Here is a woman that knew what was going on long ago, how perfectly here book predicts what is our current educational crisis in Vermont.
The entire public education system practices Munchausen by Proxy syndrome. Breaking down and diminishing our children so they can be created as the Left wishes.
Yup! Useful idiots, good little worker bees for the collective. Control them with fear, control them by lust……control them by their smart phones.
The only reason why they are banning smart phones in school is because they don’t want to get caught.
The solution would be for kids to bring mini cameras/video equipment to school, but no phone. See what the reaction to that would be!!!! lol.
We have to be wiser than snakes and more innocent than doves.
They want us dumb and compliant. That’s what all slave masters want, after all you will own nothing and be happy, they will own everything. 🙂 (they leave that part out)
The 10 people who run this state need to come out of the closet. We need to out our Oligarchs!!!!! That’s not a bad thing, that’s called freedom.
Then look to their masters!
Who are they, Neil?
Well, Rob, I don’t think it’s a cop out! Having a spouse who taught for 35 years could probably teach you a thing or two about the difference between students who do well, and those that do not based on parental involvement. I didn’t mention single parents, parents lacking education, poverty, etc. These are your qualifiers. Sorry, but bad parenting spans across all socioeconomic levels, if the parents don’t care, the kids won’t care. Tell me the message that was sent by Trump by dismantling the Department of Education. Keep them stupid so they can be easily manipulated! And by the way, teachers are not trying to rear your kids. In most households most parents have to work, and therefore have to send their kids to preschool, or probably nursery school in your case. Gee, we wouldn’t want them to learn anything before kindergarten!

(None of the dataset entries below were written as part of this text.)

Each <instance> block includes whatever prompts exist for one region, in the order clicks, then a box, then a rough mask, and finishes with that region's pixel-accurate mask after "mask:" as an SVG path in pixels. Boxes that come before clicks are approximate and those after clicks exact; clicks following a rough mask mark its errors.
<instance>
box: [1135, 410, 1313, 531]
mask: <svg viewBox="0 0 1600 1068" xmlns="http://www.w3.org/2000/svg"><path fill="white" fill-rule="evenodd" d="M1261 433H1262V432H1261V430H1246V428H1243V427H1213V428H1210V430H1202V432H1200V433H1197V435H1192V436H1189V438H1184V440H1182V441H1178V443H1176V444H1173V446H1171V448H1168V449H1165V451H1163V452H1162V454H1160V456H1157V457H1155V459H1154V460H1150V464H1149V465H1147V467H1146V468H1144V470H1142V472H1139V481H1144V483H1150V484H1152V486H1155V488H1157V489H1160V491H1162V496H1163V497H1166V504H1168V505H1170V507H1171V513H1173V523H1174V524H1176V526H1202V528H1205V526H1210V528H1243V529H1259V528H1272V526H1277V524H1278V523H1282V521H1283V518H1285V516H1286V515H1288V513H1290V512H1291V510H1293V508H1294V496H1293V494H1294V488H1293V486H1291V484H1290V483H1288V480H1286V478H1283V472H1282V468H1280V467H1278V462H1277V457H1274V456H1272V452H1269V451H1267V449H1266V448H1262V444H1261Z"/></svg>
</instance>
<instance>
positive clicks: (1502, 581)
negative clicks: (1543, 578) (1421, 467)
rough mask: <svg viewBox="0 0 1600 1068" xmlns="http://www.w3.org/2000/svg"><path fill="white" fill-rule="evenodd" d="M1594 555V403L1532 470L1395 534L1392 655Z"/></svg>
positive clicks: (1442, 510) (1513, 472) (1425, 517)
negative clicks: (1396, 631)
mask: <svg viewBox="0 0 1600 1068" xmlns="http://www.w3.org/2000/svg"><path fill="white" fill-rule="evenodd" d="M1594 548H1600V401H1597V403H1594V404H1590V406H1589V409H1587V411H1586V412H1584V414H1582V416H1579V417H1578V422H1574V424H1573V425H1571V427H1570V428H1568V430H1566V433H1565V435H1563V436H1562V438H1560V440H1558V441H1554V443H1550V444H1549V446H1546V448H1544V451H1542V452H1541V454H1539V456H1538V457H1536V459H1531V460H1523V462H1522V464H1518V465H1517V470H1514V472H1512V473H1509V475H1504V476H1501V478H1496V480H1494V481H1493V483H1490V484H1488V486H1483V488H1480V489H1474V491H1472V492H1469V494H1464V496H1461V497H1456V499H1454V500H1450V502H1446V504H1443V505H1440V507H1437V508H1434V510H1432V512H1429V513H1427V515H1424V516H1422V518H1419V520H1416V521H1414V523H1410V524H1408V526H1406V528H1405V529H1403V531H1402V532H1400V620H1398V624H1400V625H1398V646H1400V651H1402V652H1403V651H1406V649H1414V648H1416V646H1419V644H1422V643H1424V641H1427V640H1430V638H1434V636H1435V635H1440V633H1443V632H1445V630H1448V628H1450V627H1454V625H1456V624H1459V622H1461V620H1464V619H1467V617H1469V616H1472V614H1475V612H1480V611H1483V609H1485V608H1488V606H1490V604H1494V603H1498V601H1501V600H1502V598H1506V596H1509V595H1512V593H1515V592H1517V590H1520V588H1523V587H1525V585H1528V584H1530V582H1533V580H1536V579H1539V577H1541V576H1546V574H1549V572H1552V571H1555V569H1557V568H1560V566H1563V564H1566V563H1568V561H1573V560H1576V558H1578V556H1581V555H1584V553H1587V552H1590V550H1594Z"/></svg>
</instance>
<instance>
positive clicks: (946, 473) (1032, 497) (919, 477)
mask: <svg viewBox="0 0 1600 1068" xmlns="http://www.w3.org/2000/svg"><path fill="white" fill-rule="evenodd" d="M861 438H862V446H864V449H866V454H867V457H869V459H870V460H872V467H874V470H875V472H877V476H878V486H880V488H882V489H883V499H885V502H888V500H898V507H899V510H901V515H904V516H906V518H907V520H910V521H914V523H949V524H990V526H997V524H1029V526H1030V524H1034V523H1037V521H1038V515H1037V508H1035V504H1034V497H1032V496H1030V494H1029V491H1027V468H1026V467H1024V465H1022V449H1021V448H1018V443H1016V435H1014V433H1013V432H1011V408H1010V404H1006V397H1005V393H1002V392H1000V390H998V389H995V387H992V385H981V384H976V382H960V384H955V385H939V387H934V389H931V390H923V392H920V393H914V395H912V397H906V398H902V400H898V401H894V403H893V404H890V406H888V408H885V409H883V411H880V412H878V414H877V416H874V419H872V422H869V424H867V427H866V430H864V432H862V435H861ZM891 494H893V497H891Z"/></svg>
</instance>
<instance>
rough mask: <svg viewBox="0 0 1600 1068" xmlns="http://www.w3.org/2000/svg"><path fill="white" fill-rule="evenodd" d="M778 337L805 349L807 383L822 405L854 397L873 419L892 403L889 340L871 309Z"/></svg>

Re: “Having a spouse who taught for 35 years could probably teach you a thing or two about the difference between students who do well, and those that do not based on parental involvement.”
Meanwhile I, as an employer of many of these students (hundreds in fact), for nearly the last 50 years, might also teach you a thing or two.
And as a parent myself and former school board member, who also worked, and with a spouse who is a teacher still, might teach you another thing or two as well.
But only if you are willing to reconsider your presumptions. Otherwise, you will only live and learn more of the same dystopia.
“There are people who are so presumptuous that they know no other way to praise a greatness that they publicly admire than by representing it as a preliminary stage and bridge leading to themselves.” – Friedrich Nietzche
Will, I did not deny that students who have a healthy home life are in a better position to learn than their peers who don’t. But, statistically speaking, Vermont students overall come from better home situations than students in other states, and, on top of that, our schools are given significantly more financial resources to address problems than their colleagues in other states. If you’re insisting that Vermont students are doing worse than kids in other states because our parenting in Vermont is worse, please back that up with something resembling evidence.
As for the dismantling of the Department of Education, question: since its inception in 1980 has public education in Vermont improved or declined? It’s declined. Ergo is is not a productive investment of taxpayer funds. And it makes much more sense to spend the resources wasted on an ineffective bureaucracy in classrooms, which is the objective of this policy.
Pre-K in Vermont… If the kids were actually learning something during those years, how come their 4th grade NEAP scores are worse than those of the students who took the test in the years before Vermont went all in on universal pre k?